Kadriye Cesur: Bugün Sofya’da, dünyanın birçok ülkesini temsil eden diplomatlar zümresinde kadın diplomatların yoğunlukta olduğunu görüyoruz.  Ben de, şahsen, bu bağlamdaki duygularımı gizleyemeyeceğim: Selefiniz, pek değerli Sn. Hasan Ulusoy’dan sonra Sofya Büyükelçiliğine bir kadın diplomatın atanmasına olağanüstü sevinmiştim. T.C. Sofya Büyükelçiliği tarihinde bir ilksiniz. Ayrıca bugün Siz, Mustafa Kemal Atatürk’ün  adımladığı, fiilen bulunduğu bir konutta ikamet ediyorsunuz. Bu durum Sofya misyonunuzu nasıl etkiliyor? Neler hissediyorsunuz?

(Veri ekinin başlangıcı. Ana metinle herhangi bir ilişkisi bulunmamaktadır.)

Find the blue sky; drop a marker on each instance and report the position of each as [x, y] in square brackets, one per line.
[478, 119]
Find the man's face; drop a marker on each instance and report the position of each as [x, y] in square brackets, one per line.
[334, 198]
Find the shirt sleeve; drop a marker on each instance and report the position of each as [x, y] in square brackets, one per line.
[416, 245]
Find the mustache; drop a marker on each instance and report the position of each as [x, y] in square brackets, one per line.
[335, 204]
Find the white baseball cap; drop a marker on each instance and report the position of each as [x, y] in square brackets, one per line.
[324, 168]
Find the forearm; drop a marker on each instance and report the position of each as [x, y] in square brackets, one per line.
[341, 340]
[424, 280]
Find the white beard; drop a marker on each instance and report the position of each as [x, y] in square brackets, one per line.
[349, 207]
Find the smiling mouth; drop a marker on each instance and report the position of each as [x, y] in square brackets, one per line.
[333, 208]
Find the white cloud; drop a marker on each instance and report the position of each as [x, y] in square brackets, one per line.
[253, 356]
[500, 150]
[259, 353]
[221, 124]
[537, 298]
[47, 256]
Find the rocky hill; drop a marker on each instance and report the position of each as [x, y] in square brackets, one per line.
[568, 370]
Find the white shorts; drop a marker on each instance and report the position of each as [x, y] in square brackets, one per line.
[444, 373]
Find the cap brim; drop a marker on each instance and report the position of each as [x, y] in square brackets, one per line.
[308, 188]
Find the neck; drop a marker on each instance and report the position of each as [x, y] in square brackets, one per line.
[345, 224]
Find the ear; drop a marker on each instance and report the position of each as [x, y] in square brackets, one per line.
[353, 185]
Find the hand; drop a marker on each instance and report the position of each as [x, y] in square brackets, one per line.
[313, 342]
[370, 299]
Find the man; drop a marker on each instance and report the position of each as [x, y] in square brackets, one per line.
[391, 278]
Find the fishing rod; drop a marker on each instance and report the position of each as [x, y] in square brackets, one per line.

Aylin Sekizkök: Güzel düşünceleriniz için teşekkürlerimi sunuyorum. Bu hislerinizin karşılıksız çıkmaması için uğraşacağımdan emin olabilirsiniz.

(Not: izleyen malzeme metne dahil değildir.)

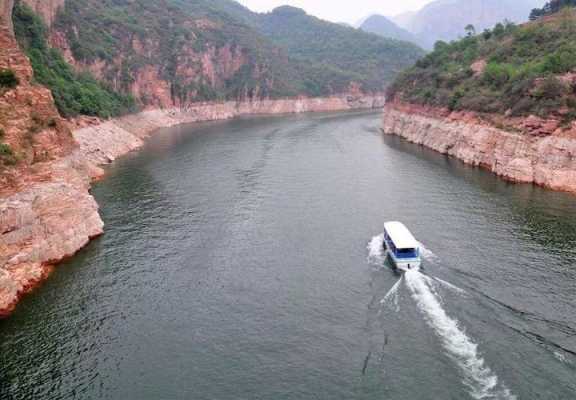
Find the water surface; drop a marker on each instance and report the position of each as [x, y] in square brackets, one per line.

Türk kadınının her alanda en iyiyi başarabileceğine inanan, Avrupa’daki çağdaşlarımızdan çok önce, bizlerin toplumsal hayatta, ekonomi, siyaset ve bilimde  yükselmemiz için devrimlere imza adan Atamızın açtığı yolda, Türkiye’yi Bulgaristan’da ilk kadın Büyükelçi olarak temsil ediyor almam, büyük bir onur olduğu gibi, beraberinde bu görevi layıkıyla yapmanın büyük sorumluluğunu da getirmiştir.

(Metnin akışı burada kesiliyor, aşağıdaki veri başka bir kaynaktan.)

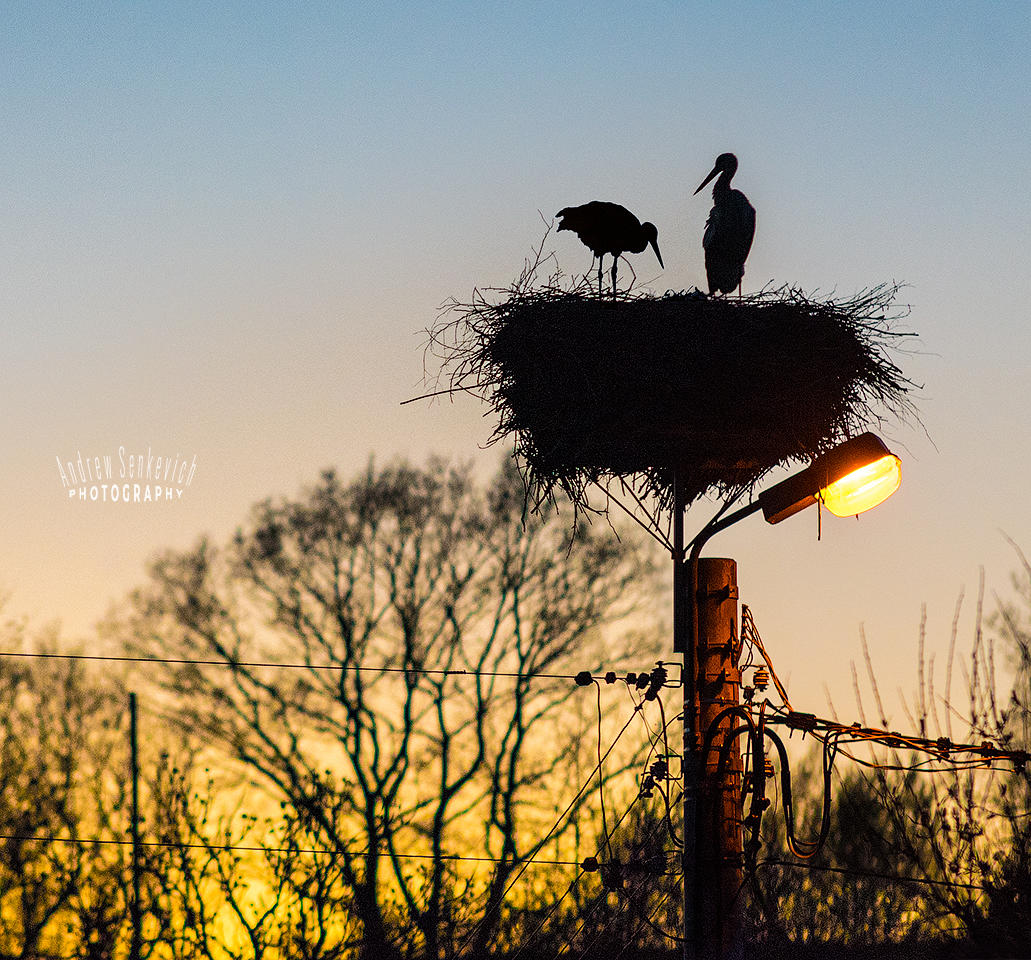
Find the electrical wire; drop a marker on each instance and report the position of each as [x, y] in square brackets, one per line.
[212, 846]
[547, 835]
[235, 664]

Kadriye Cesur: Sayın Büyükelçi, çok teşekkür ederim. Değerli vaktinizden Nöbettepe’ye de pay ettiniz. Sağ olunuz.

Aylin Sekizkök: Ben teşekkür ediyorum. Nöbettepe’nin evvelce çıkmış olan nüshalarının tümünü okumuş bir edebiyatsever olarak, sizinle gurur duyuyorum, emeği geçenleri tebriklerimi sunuyorum.